LeCun estimates that his world model is at least a decade away from us, but today’s world model shows promise as a basic physics simulator.
OpenAI mentions in its blog that Sora, which it considers a model of the world, can simulate actions such as a painter leaving brushstrokes on a canvas. Models like Sora, and even Sora itself, can effectively simulate video games. For example, Sora can render UI and game worlds similar to Minecraft.
Justin Johnson, co-founder of World Labs, said in an episode of the a16z podcast that world models of the future will be able to generate 3D worlds on demand for games, virtual photography, and more.
“We already have the ability to create virtual, interactive worlds, but that would take hundreds of millions of dollars and an enormous amount of development time,” Johnson said. “With (the world model), you don’t just get an image or a clip, you get a fully simulated, life-like, interactive 3D world.”
high obstacles
Although the concept is attractive, there are many technical challenges.
Training and running world models requires enormous amounts of computing power, even compared to the amount currently used by generative models. Some of the latest language models can run on modern smartphones, but Sora (which is an early world model) requires thousands of GPUs to train and run. This is especially true if GPU use becomes more common.
Like all AI models, world models tend to hallucinate and internalize biases in their training data. For example, a world model trained primarily on sunny weather videos of European cities may have difficulty understanding or depicting a snowy Korean city, or may simply be inaccurate in doing so.
A general lack of training data can make these problems worse, Mashrabov says.
“We’ve seen models really limited by generations of certain types or races,” he said. “Training data for world models must be broad enough to cover a variety of scenarios, but also very specific to allow AI to deeply understand the nuances of those scenarios.”
In a recent post, Cristóbal Valenzuela, CEO of AI startup Runway, said that data and engineering challenges prevent today’s models from accurately capturing the behavior of the world’s inhabitants (e.g. humans and animals). “The model needs to produce a consistent map of the environment, as well as the ability to navigate and interact with that environment,” he said.

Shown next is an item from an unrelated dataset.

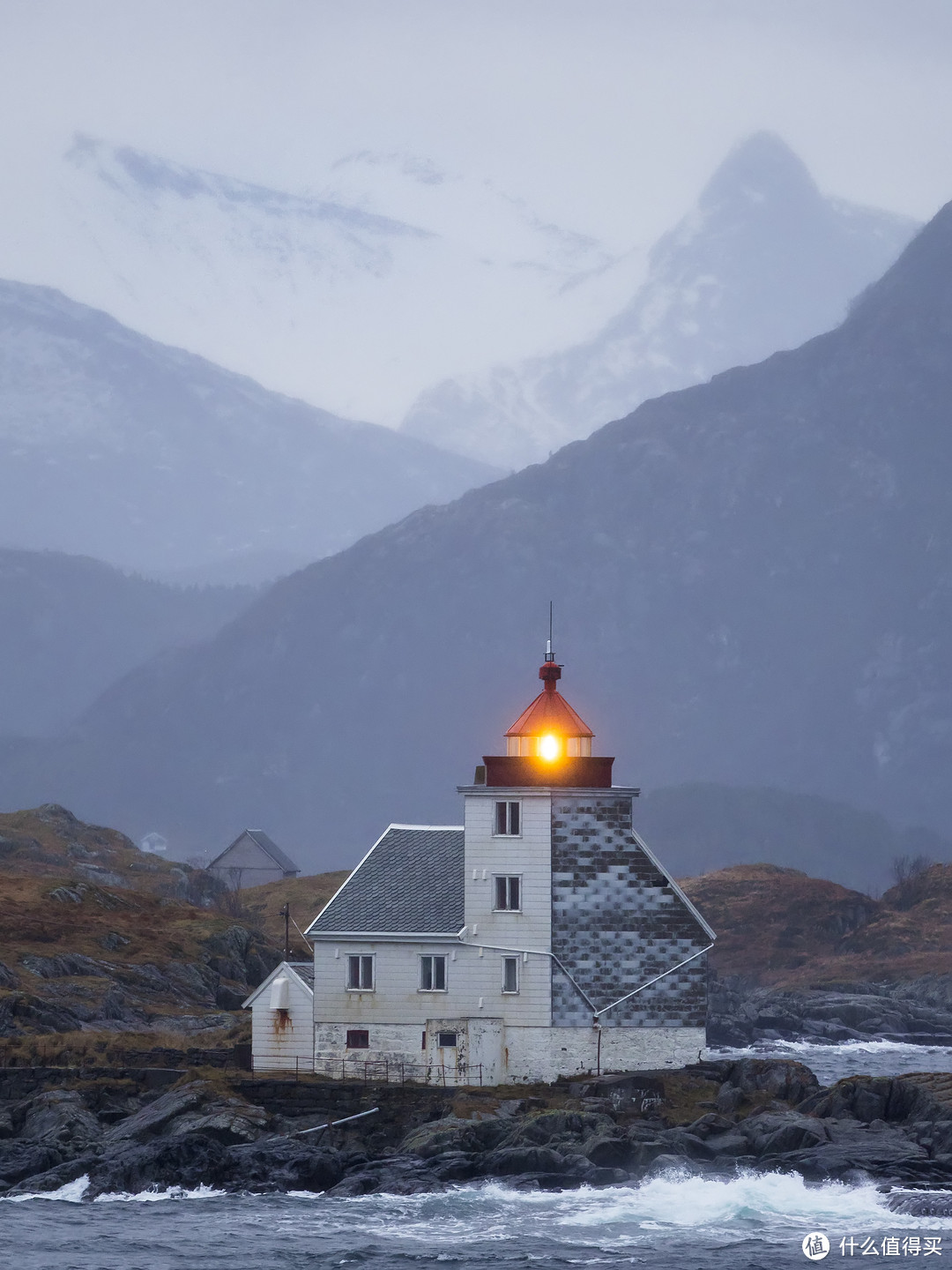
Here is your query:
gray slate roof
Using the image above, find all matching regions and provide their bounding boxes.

But if all major hurdles are overcome, Mashrabov believes world models could connect AI and the real world “more powerfully,” leading to breakthroughs not only in virtual world creation, but also in robotics and AI decision-making.
It can also create more capable robots.
Today’s robots have no awareness of the world around them (or their own bodies), so they are limited in what they can do. Mashrabov said the world model could give them that awareness. At least to some extent.
“Advanced world models allow AI to personally understand what scenario it is in and begin to deduce possible solutions,” he said.